Friday, May 14, 2010

An old fashioned dedication




These days, dedications tend to be short and sweet. "To Amanda, my inspiration" or something along those lines. So when we read Boswell's Dedication, it is tempting to ignore it as being overly-verbose, or in the Australian manner, pure bull_ _ _ _.

Dedications, however, were a big part of the tradition in English literature. Boswell's tribute is to Sir Joshua Reynolds, a celebrated English painter and friend of Dr Johnson - his portrait of Johnson features in the first blog. Reynolds provided support and assistance to Boswell as he compiled his Life of Johnson, and Boswell's gratitude was genuine.

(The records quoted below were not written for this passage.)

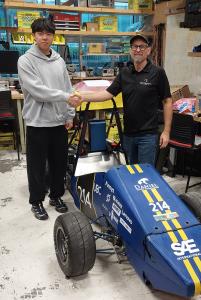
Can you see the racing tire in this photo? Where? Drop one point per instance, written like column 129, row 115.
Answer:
column 74, row 243
column 193, row 201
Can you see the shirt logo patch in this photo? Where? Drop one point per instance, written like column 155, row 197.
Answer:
column 145, row 82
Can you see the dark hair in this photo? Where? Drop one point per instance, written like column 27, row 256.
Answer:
column 43, row 24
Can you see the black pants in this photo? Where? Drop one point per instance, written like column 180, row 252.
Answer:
column 46, row 144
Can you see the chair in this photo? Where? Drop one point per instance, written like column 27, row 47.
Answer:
column 183, row 138
column 7, row 114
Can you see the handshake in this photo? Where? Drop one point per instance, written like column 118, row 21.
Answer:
column 75, row 99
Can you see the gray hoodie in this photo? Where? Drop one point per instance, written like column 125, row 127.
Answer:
column 46, row 87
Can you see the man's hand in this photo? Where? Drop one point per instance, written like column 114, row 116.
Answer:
column 69, row 124
column 164, row 139
column 75, row 99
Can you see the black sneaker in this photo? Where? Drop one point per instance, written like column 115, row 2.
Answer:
column 39, row 211
column 59, row 205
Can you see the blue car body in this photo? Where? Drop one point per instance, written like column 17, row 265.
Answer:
column 161, row 235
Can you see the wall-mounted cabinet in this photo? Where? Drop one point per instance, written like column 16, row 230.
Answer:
column 194, row 54
column 78, row 43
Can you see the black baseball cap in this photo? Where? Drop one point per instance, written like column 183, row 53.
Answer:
column 139, row 37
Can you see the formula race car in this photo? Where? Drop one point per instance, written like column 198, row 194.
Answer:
column 159, row 232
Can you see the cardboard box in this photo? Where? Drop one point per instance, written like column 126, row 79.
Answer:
column 140, row 5
column 96, row 48
column 92, row 26
column 180, row 91
column 107, row 23
column 25, row 18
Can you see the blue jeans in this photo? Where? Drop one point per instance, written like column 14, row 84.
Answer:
column 141, row 149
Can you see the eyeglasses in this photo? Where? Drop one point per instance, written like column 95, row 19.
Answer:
column 141, row 47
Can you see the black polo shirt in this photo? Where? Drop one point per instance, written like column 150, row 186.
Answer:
column 142, row 93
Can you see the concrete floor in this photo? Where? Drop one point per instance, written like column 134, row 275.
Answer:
column 28, row 265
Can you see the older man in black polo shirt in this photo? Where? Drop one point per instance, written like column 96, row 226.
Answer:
column 144, row 87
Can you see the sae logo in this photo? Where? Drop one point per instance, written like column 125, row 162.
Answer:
column 144, row 184
column 143, row 181
column 185, row 247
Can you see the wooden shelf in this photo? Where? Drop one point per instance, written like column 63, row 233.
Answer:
column 105, row 54
column 23, row 5
column 93, row 78
column 194, row 54
column 78, row 33
column 196, row 29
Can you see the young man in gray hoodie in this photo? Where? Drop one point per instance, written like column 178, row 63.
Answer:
column 46, row 87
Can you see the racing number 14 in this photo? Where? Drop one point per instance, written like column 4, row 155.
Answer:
column 159, row 206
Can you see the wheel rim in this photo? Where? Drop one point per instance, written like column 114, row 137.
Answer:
column 62, row 246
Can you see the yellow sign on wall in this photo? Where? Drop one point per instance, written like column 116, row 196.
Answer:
column 26, row 18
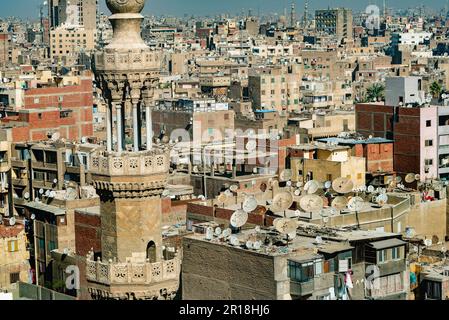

Having said that, I did have to read the following sentence three times before I got a handle on it:

If there be a pleasure in celebrating the distinguished merit of a contemporary, mixed with a certain degree of vanity not altogether inexcusable, in appearing fully sensible of it, where can I find one, in complimenting whom I can with more general approbation gratify those feelings?


I think what James Boswell is saying here (correct me if I’m wrong) is that if you’re going to do a dedication, there’s no one better to do a dedication to, than Sir Joshua Reynolds?

But I digress. After this initial flurry of praise, Boswell gets down to business. He introduces a theme that permeates the book; that of Mr Johnson, a great man, but a man with flaws: "Yet, luminous as he was upon the whole, you perceived all the shades which mingled in the grand
composition; all the little peculiarities and slight blemishes which marked the literary Colossus."

We read on.

1 comment:

  1. I'm sure Jane Austen could have written that sentence more directly - and just as elegantly!